Patients with darker skin Fitzpatrick skin types (IV through VI) have increased risks of complications, such as hyperpigmentation and hypopigmentation, and are best suited to treatment with nonablative lasers that target water (e.g., 1320 nm) and those with longer wavelengths (e.g., 1064 nm). Lighter Fitzpatrick skin types (I through III) may be treated with any of the nonablative laser technologies including those with shorter wavelengths (e.g., 532 nm and pulsed dye lasers).

Products Currently Available

See the Resources section at the end of the chapter for a list of laser manufacturers.

Procedure Preparation

1. Perform an aesthetic consultation and review the patient’s medical history (see Chapter 19, Aesthetics Principles and Consultation) including history of postinflammatory hyperpigmentation, abnormal scarring, photosensitizing medications or isotretinoin, and previous dermal fillers in the treatment area.
2. Examine the treatment area including assessment of the degree of wrinkling (see Chapter 19 for a discussion of Glogau types). Consider referral for ablative skin resurfacing or surgical intervention in patients with excessive laxity and severe wrinkling (e.g., Glogau type IV).
3. Obtain informed consent (see Chapter 19; also see Appendix A for an informed consent form and patient information handout titled Nonablative Laser Treatments for Wrinkle Reduction).

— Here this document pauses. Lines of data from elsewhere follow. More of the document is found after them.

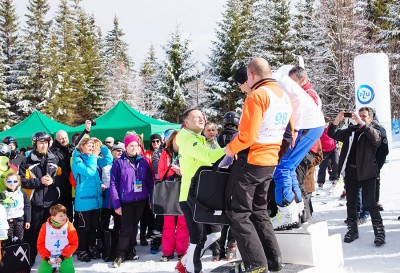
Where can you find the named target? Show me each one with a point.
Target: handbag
(207, 194)
(166, 196)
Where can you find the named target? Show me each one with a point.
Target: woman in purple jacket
(131, 185)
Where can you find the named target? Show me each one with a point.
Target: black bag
(166, 196)
(207, 194)
(16, 257)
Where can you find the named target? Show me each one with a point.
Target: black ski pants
(368, 193)
(131, 213)
(251, 226)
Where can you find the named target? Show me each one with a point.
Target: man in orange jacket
(57, 242)
(266, 113)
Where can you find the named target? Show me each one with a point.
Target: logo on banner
(365, 94)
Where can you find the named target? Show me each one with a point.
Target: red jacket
(328, 144)
(68, 250)
(163, 165)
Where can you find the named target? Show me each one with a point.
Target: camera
(348, 115)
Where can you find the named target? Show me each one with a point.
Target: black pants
(197, 233)
(86, 223)
(368, 192)
(247, 213)
(131, 213)
(39, 216)
(331, 158)
(105, 216)
(147, 221)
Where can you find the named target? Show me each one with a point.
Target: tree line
(66, 68)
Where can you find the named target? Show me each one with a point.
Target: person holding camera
(63, 149)
(86, 163)
(358, 166)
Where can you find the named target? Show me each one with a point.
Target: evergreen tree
(67, 69)
(91, 55)
(148, 97)
(3, 105)
(279, 44)
(228, 53)
(120, 76)
(36, 34)
(178, 70)
(12, 69)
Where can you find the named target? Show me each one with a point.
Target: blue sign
(365, 94)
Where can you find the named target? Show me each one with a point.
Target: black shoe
(83, 256)
(350, 237)
(143, 241)
(275, 264)
(165, 258)
(94, 253)
(131, 256)
(118, 261)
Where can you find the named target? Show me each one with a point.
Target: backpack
(383, 149)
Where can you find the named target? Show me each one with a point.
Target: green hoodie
(194, 152)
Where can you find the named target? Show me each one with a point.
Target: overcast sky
(152, 21)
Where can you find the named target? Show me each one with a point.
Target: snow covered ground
(359, 256)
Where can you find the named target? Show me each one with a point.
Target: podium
(311, 245)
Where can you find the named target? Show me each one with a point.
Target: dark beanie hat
(155, 136)
(240, 75)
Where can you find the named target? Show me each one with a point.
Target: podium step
(235, 267)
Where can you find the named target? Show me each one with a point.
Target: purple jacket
(130, 182)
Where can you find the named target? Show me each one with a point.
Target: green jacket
(194, 152)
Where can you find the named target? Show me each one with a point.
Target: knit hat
(130, 138)
(155, 136)
(118, 146)
(240, 76)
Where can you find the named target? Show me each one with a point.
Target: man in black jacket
(359, 168)
(62, 149)
(43, 175)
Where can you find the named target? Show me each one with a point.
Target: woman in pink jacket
(175, 234)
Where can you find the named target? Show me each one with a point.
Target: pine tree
(148, 97)
(279, 44)
(3, 105)
(67, 69)
(178, 70)
(92, 83)
(228, 53)
(13, 88)
(120, 76)
(36, 34)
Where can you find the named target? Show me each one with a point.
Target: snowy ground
(359, 256)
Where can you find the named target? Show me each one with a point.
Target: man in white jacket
(308, 126)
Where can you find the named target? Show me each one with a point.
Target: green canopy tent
(36, 122)
(122, 118)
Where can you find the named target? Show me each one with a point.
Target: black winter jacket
(33, 168)
(367, 144)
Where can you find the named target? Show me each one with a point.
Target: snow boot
(155, 243)
(352, 232)
(181, 265)
(287, 217)
(231, 250)
(379, 231)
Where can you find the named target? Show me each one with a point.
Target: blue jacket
(86, 170)
(124, 175)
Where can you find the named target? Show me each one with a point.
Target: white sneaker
(286, 217)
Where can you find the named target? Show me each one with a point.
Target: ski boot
(155, 243)
(287, 217)
(231, 250)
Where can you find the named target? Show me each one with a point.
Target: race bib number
(138, 186)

Nonablative Lasers for Wrinkles: Steps and Principles

The following guidelines are based on treatment of mild to moderate facial wrinkling using a Q-switched 1064 nm laser (Hoya ConBio RevLite™), which is indicated for all Fitzpatrick skin types. Manufacturer’s guidelines for the specific device used should be followed at the time of treatment.

General Treatment Technique

3. It is advisable to start at the periphery of the face and progress medially, because the central face is more sensitive. Figure 28-2 shows a recommended sequence for treating the face in regions, starting with area 1 and progressing to area 6.